It seemed to Hervey a wonderful thing that the red-headed man could be so quiet about it, and most wonderful of all that Perris could look at anything in the world rather than the big Colt which hung in the hand of the victor. And then, realizing that it was his own comparative cowardice that made this seem strange, the foreman gritted his teeth. Shame softens the heart sometimes, but more often it hardens the spirit. It hardened the conqueror against his victim, now, and made it possible for him to look down on Red Jim with a cruel satisfaction.
“Well?” he said, and the volume of his voice added to this determination.
“Well?” said Perris, as calm as ever. “Waiting for me to whine?”
Hervey blinked.
“Who licked you?” he asked, forced to change his thoughts. “Who licked you—before I got at you?”
Perris smiled, and there was something about the smile that made Hervey flush to the roots of his grey hair.
“Alcatraz had the first innings,” said Perris. “He cleaned me up. And that, Hervey, was tolerably lucky for you.”
“Was it?” sneered the victor. “You’d of done me up quick, maybe, if Alcatraz hadn’t wore you out?”
He waited hungrily for a reply that might give him some basis on which to act, for after all, it was not going to be easy to fire pointblank into those steady, steady eyes.
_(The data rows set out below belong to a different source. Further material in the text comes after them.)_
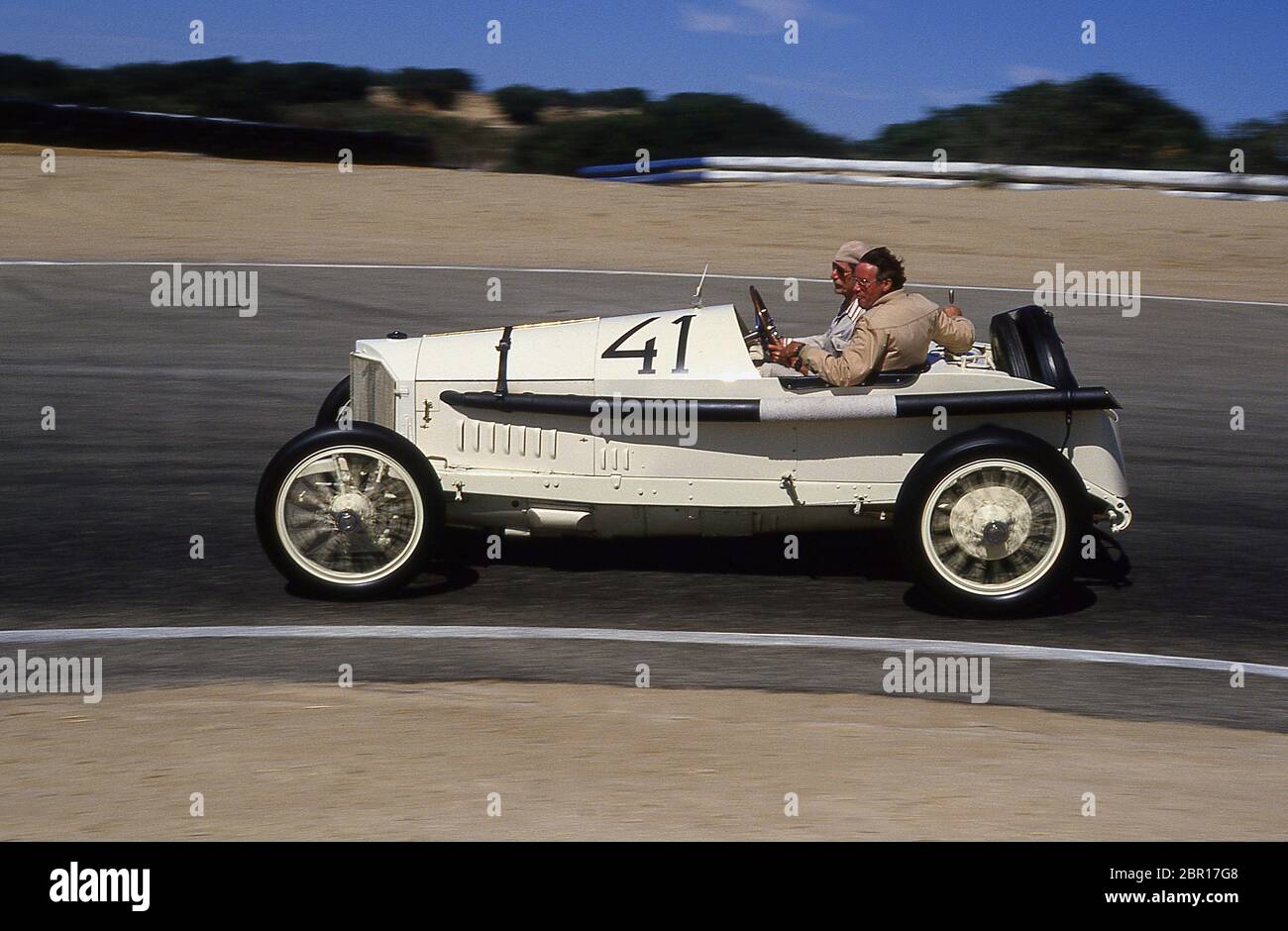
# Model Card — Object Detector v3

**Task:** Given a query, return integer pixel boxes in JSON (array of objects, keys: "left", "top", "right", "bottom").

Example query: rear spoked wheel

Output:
[{"left": 901, "top": 434, "right": 1089, "bottom": 614}]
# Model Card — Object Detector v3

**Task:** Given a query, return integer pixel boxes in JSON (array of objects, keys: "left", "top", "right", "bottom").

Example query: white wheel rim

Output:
[
  {"left": 921, "top": 459, "right": 1069, "bottom": 596},
  {"left": 274, "top": 446, "right": 425, "bottom": 584}
]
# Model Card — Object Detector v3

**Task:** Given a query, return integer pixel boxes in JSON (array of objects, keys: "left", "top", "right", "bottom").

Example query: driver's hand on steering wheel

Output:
[{"left": 765, "top": 336, "right": 805, "bottom": 365}]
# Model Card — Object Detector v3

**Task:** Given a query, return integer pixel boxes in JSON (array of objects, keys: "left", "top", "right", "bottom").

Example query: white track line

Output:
[
  {"left": 0, "top": 259, "right": 1288, "bottom": 308},
  {"left": 0, "top": 625, "right": 1288, "bottom": 678}
]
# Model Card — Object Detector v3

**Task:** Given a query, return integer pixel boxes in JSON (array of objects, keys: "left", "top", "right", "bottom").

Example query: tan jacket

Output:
[{"left": 802, "top": 288, "right": 975, "bottom": 385}]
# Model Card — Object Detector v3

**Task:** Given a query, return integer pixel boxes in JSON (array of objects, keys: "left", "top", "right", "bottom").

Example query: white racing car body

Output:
[{"left": 259, "top": 296, "right": 1130, "bottom": 609}]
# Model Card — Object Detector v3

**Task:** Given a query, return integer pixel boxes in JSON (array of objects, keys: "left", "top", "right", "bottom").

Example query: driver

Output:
[
  {"left": 768, "top": 246, "right": 975, "bottom": 385},
  {"left": 760, "top": 240, "right": 868, "bottom": 378}
]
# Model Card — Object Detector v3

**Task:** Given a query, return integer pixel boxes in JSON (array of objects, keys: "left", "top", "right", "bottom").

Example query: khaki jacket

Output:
[{"left": 802, "top": 288, "right": 975, "bottom": 385}]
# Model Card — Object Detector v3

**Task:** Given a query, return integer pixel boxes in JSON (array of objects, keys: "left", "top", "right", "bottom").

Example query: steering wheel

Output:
[{"left": 747, "top": 284, "right": 778, "bottom": 353}]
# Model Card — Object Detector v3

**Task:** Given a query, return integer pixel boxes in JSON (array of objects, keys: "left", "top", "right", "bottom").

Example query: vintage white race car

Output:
[{"left": 257, "top": 289, "right": 1130, "bottom": 612}]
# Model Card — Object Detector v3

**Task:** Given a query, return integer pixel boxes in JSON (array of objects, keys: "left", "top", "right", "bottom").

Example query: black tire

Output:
[
  {"left": 1015, "top": 305, "right": 1078, "bottom": 391},
  {"left": 255, "top": 422, "right": 445, "bottom": 597},
  {"left": 989, "top": 313, "right": 1038, "bottom": 381},
  {"left": 313, "top": 374, "right": 353, "bottom": 426},
  {"left": 896, "top": 426, "right": 1091, "bottom": 615}
]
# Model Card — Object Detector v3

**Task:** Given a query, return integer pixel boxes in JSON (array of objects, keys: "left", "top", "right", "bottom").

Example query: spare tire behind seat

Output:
[
  {"left": 988, "top": 310, "right": 1038, "bottom": 381},
  {"left": 1014, "top": 305, "right": 1078, "bottom": 391}
]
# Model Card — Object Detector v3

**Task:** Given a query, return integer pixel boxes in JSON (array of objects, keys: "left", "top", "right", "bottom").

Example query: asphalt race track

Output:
[{"left": 0, "top": 265, "right": 1288, "bottom": 730}]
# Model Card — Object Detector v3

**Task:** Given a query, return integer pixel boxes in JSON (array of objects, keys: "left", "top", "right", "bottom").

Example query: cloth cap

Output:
[{"left": 832, "top": 240, "right": 868, "bottom": 265}]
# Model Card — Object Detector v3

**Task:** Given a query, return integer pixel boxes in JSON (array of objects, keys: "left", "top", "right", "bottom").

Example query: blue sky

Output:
[{"left": 0, "top": 0, "right": 1288, "bottom": 138}]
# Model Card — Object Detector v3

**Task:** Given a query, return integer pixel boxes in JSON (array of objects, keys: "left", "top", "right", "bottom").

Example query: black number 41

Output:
[{"left": 599, "top": 314, "right": 697, "bottom": 374}]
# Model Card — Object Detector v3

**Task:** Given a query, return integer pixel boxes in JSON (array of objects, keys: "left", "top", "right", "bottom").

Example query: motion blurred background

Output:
[{"left": 0, "top": 0, "right": 1288, "bottom": 174}]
And more than all, he hungered to see some wavering of courage, some blenching from the thing to come.
“Done you up?” echoed Red Jim. And he ran his glance slowly, thoughtfully over the body of the foreman. “I’d of busted you in two, Hervey.”
A little chilly shiver ran through Hervey but he managed to shrug the feeling away—the feeling that someone was standing behind him, listening, and looking into his shameful soul. But no one could be near. It would be simple, perfectly simple. What person in the world could doubt his story of how he met Perris at the shack and warned him again to leave the Valley of the Eagles and of how Perris went for the gun but was beaten in fair fight? Who could doubt it? An immense sense of security settled around him.
“Well,” he said, “second guessing is easy, even for a fool.”
“Right,” nodded Red Jim. “I should of knifed you when I had you down.”
“If you’d had a knife,” said Hervey.
“Look at my belt, Lew.”
There it was, the stout handle of a hunting knife. The same chill swept through Hervey a second time and, for a moment, he wavered in his determination. Then, with all his heart, he envied that indefinable thing in the eyes of Perris, the thing which he had hated all his life. Some horses had it, creatures with high heads, and always he had made it a point to take that proud gleam out.
“A hoss is made for work, not foolishness,” he used to say.
Here it was, looking out at him from the eyes of his victim. He hated it, he feared and envied it, and from the very bottom of his heart he yearned to destroy it before he destroyed Perris.